Sous la présidence de Nicolas Sarkozy, un contrat avait été passé avec la Russie pour la vente de deux porte hélicoptères de la classe Mistral, de conception et de fabrication françaises, produits par les chantiers de Saint Nazaire, qui devaient être livrés en 2014. Cette transaction témoignait de la haute valeur technique des armes françaises en même temps que de la confiance que leur témoignait une puissance militaire de premier ordre. Elle donnait du travail à nos chantiers navals en même temps qu’elle augurait de commandes futures. Or, lors de la crise ukrainienne, la France dirigée par François Hollande a décidé de se mettre à la remorque des Etats-Unis et de l’Europe de Bruxelles, menant une politique nettement anti russe et décidant de sanctions contre Moscou sans évaluer les risques économiques et financiers d’une telle attitude. Pire, sous la pression de l’Allemagne notamment, elle choisissait, au moins verbalement, de conditionner la livraison des navires commandés et payés à un changement de politique russe vis-à-vis de l’Ukraine. Il est clair que François Hollande espérait qu’à force de compromis la situation se débloque, et qu’il négociait en même temps avec ses partenaires occidentaux et avec la Russie pour que les choses s’arrangent, moyennant quelques concessions de façade.

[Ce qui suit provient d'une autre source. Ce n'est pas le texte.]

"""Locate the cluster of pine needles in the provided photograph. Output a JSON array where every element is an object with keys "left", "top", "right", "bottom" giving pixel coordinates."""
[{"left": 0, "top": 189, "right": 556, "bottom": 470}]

Comment Hollande patouille dans l’affaire Mistral
On a cru que les choses allaient venir à leur terme quand la division des navires de Surface de la DCNS, le leader mondial de la construction navale de guerre qui produit les Mistral, eut envoyé au gouvernement russe une invitation à venir prendre livraison du premier Mistral, le Vladivostok, le 14 novembre. La chose était relayée sur Twitter par le vice-premier ministre russe chargé de l’armement Dmitry Rogozine, mais immédiatement démentie par le ministre français des finances, Michel Sapin. Selon lui, « les conditions ne sont pas encore réunies » pour que la Russie prenne livraison du navire. L’affaire se solde pour l’instant par le limogeage du directeur général du projet Mistral, Yves Destefanis, par le PDG de DCNS, Hervé Guillou. Cet incroyable couac laisse une certitude et des questions sans réponses. D’abord les questions. Est-il croyable qu’Hervé Guillou, le ministre de la Défense Jean Yves le Drian, et François Hollande n’aient pas été au courant de l’invitation ? Sur une affaire aussi sensible et politique, un lampiste aurait-il pu prendre une telle initiative ? Si oui, la chaîne de décision est une incroyable pétaudière. Sinon, et l’hypothèse est plus probable, c’est au plus haut niveau que se situe le couac, l’indécision, et le changement de politique au gré des pressions. Une autre question : pourquoi est-ce le ministre des finances qui a porté le démenti et pris en dernier ressort l’affaire en main ? S’agissant de matériel stratégique, la Défense, les affaires étrangères, ou mieux l’Elysée, semblaient mieux placés. Troisième question : si, comme le désordre actuel en ouvre la possibilité, le contrat n’est pas honoré, qui va payer la note ? Enfin, la certitude : le gouvernement français et le chef de l’Etat se sont discrédités, et la parole de la France avec. Notre pays n’est plus un fournisseur d’armes fiable, sa politique étrangère dépendant trop étroitement de coalitions de rencontre et d’influences étrangères.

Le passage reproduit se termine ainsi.